The “measured” pace language helped fuel the housing boom by keeping longer-term interest rates low and was inappropriate at the time given the uncertainties about both inflation and asset prices, said Marvin Goodfriend, a professor at Carnegie Mellon University in Pittsburgh.
“It was a major mistake by Greenspan,” said Goodfriend, who attended some of the 2005 meetings as a policy adviser to the Richmond Fed. “It gave markets a sense that the Fed was on top of everything to a degree that wasn’t the case. It gave the impression that this was a mechanical adjustment to normality. The market was overconfident.”
New York Fed researcher Richard Peach dismissed press reports describing a bubble in housing markets.

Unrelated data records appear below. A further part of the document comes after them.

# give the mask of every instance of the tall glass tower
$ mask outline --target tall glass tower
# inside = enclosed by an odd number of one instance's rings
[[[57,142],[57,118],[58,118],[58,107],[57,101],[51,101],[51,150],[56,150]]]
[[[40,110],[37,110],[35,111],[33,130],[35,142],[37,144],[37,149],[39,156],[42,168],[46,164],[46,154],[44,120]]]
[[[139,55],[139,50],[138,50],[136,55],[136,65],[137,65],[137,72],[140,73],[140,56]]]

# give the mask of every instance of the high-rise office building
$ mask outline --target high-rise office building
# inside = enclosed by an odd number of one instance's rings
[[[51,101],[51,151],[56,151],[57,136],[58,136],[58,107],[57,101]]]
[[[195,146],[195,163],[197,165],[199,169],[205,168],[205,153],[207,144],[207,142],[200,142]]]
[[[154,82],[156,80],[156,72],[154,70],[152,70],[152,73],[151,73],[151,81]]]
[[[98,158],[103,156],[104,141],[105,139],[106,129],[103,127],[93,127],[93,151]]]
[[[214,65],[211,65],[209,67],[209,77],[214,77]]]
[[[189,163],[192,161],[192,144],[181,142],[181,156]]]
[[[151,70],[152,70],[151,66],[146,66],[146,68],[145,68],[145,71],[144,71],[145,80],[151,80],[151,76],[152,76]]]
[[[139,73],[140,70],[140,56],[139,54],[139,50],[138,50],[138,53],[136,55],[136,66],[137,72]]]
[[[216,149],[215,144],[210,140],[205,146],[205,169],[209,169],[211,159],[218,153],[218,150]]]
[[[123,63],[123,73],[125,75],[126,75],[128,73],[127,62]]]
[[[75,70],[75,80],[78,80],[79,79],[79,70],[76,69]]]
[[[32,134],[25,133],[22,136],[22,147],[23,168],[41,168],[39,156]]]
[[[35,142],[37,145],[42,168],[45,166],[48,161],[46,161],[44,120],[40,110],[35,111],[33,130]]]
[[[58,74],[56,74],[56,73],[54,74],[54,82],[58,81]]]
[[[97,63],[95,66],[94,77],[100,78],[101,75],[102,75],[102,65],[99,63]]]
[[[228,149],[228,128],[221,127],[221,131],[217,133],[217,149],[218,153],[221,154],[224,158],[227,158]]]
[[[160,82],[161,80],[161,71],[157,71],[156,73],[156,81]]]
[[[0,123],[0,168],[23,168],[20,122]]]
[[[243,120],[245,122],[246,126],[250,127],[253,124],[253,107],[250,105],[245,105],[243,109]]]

“Hardly a day goes by without another anecdote-laden article in the press claiming that the U.S. is experiencing a housing bubble that will soon burst, with disastrous consequences for the economy,” Peach told the committee.
Greenspan followed the presentation with questions about the effect of underlying land prices in housing indexes, and the quality of data on whether home purchases were for investment or residences.
“There was a fundamental failure of economic analysis to understand what was going on in the potential for house prices to stop rising,” said William Poole, the former St. Louis Fed president who attended the meetings in 2005. “The high degree of assurance that we all felt that house prices could not decline on a national average basis in a fundamental way -- that was a significant mistake.”